Friday , 17 January 2020
Latest News
Import cargo volumes at America’s major retail cargo handling container ports were expected to drop 6.8% this month (February) but should show year-over-year increases through most of the remaining first half of 2012. This is according to the monthly Global Port Tracker report, released by the National Retail Federation (NRF) and Hackett Associates.

Port Tracker predicts retail container traffic

These conclusions are based on a survey and analysis of inbound container traffic flows at the ports of Charleston, Hampton Roads, Houston, Long Beach, Los Angeles, New York/New Jersey, Oakland, Savannah, Seattle and Tacoma.

“With consumer confidence building, retailers are optimistic that the economy is recovering but are continuing to be cautious with their inventory levels,” said NRF vice president for Supply Chain and Customs Policy, Jonathan Gold. “Retailers want to be sure that growth will be sustained and that demand will be there to meet supply.”

US ports followed by Global Port Tracker handled 1.17m teu in December, the latest month for which finalised numbers are available. That was down 6% from the preceding month, but up 2% from December 2010. That brought the year-end 2012 total to nearly 14.8m teu, up 0.4% from 2010’s 14.75m teu.

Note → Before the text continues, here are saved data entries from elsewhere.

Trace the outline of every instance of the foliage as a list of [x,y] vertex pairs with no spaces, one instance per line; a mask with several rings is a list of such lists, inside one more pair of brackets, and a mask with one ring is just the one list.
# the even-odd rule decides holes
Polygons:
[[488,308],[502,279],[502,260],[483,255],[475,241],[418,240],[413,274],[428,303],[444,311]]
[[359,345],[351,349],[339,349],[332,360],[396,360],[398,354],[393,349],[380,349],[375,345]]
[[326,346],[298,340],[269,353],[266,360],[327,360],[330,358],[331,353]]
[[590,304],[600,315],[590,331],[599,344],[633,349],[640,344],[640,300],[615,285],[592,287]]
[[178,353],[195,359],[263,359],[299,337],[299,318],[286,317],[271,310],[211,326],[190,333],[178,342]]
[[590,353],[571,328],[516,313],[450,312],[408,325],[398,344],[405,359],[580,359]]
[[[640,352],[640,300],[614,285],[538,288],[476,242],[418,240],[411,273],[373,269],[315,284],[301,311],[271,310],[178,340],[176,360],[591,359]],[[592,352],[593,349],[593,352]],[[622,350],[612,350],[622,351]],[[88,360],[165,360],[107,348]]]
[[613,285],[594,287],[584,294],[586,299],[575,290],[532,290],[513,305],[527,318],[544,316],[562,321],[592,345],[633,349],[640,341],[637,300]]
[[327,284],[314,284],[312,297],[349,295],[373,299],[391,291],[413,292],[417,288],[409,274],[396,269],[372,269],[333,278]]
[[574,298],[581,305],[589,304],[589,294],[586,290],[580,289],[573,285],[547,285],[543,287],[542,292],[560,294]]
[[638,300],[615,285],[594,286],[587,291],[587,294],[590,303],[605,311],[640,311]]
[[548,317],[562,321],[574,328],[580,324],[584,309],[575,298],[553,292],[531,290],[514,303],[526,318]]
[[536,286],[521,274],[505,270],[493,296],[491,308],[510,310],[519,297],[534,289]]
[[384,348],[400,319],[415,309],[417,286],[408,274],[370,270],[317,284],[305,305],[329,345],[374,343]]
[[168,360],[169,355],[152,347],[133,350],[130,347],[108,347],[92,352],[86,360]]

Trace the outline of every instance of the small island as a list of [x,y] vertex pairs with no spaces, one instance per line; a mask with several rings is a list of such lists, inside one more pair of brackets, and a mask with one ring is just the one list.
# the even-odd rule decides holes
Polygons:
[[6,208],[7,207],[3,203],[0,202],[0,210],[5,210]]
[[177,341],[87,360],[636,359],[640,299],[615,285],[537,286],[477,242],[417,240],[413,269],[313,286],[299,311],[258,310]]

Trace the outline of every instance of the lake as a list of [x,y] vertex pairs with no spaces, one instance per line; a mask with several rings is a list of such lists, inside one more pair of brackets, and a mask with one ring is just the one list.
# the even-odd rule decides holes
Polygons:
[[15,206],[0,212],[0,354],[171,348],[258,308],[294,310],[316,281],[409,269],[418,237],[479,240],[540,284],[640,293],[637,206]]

The report estimates the January count at 1.17m teu, down 3.3% from January 2011, and forecasts that the February 6.8% drop will account for 1.03m teu. In subsequent months it forecasts: March 1.18m teu (+8.6%); April 1.25m teu (+2.4%); May 1.28m teu (-0.7%) and June 1.28m teu (+3%). It expects the first 2012 total will be up 0.5% from last year to 7.18m teu.

“Current statistics suggest that the economy will continue to improve as we continue into 2012,” said Hackett Associates’ founder Ben Hackett. “The question is will wholesalers and retailers be able to manage their inventories as well as they did in 2011? Most likely, yes.”